But now, I'm tired of coming home. Everytime I get back, I start feeling frustrated and depressed...and it's mainly because I'm so miserable here. I am so desperate to leave this place, that I'm considering putting my things in storage, or bringing it to my parents place in Florida...and just traveling the country city by city until I figure something out, because I'm happier traveling than I am dealing with this shit everyday.

 

In the past I've considered Minneapolis (glad I didn't make that choice). But that's what's so hard. I'm Trying to avoid making another wrong move and end up stuck there like I am now. I've also looked in Phoenix, Nashville, DC...can't figure anything out. I even have the opportunity to live in a small town in Wisconsin. I don't want to be in the south. I don't want to be in the middle of a huge city either...though a suburb could be nice. And not like the boring, white bread suburb I live in now.

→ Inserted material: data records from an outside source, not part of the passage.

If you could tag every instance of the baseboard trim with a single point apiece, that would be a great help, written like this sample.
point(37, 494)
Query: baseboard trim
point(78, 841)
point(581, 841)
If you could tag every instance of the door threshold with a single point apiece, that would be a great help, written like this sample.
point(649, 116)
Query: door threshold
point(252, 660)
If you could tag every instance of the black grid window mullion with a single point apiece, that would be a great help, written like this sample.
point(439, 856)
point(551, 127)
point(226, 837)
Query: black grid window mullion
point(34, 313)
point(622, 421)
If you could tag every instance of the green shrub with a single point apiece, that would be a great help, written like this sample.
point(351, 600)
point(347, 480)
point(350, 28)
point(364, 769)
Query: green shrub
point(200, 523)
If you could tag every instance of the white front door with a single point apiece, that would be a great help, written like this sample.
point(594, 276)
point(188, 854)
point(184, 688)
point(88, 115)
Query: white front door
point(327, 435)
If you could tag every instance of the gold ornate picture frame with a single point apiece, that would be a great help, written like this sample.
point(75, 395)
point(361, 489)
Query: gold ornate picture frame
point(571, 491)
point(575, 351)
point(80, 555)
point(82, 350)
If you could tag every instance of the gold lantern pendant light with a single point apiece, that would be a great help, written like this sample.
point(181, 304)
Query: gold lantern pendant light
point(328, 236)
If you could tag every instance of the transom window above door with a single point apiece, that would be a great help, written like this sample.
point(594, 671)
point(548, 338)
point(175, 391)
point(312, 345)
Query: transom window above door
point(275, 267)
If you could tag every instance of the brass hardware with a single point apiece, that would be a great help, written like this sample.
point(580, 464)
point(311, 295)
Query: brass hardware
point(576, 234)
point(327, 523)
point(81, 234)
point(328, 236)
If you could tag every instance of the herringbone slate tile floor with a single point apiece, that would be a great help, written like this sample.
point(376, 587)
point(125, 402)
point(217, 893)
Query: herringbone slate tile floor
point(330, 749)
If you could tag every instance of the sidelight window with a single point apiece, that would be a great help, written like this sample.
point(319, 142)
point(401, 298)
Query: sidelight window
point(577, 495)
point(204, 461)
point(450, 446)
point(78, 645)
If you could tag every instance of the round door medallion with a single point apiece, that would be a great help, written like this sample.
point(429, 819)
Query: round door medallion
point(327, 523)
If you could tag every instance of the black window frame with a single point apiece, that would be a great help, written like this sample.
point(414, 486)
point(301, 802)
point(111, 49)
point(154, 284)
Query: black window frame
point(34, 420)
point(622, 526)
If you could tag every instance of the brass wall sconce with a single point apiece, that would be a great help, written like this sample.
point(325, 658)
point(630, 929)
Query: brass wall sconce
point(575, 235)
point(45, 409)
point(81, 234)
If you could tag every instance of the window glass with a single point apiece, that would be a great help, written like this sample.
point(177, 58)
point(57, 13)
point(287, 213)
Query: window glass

Something like the Glendale of LA or the Arlington of DC.

 

At this point, I'm ready to make the move ANY DAY. I can't go on another hour, another week, another YEAR being so unhappy.

 

You are the whiniest fucking bitch I have ever read -- There is always something wrong - someone is always taking advantage of you -

People are mean --- People are racist - Nobody luvs you -

Lesbian Goats are trying to gang rape you - I Should make more money -

So Pull Out Your Bloody Tampon = Find Your Balls and put on your big-boy Jock and tough it out, make it better and be a fuckin MAN and take responsibility for your own success and happiness - or Boo Fuckin Hoo!

 

And if you cant do that == Then if you have to go some place allow to me suggest that you go to hell!

 

And to quote Dame Edna Ethridge - "And I mean that in the most Lovely way possible - possum."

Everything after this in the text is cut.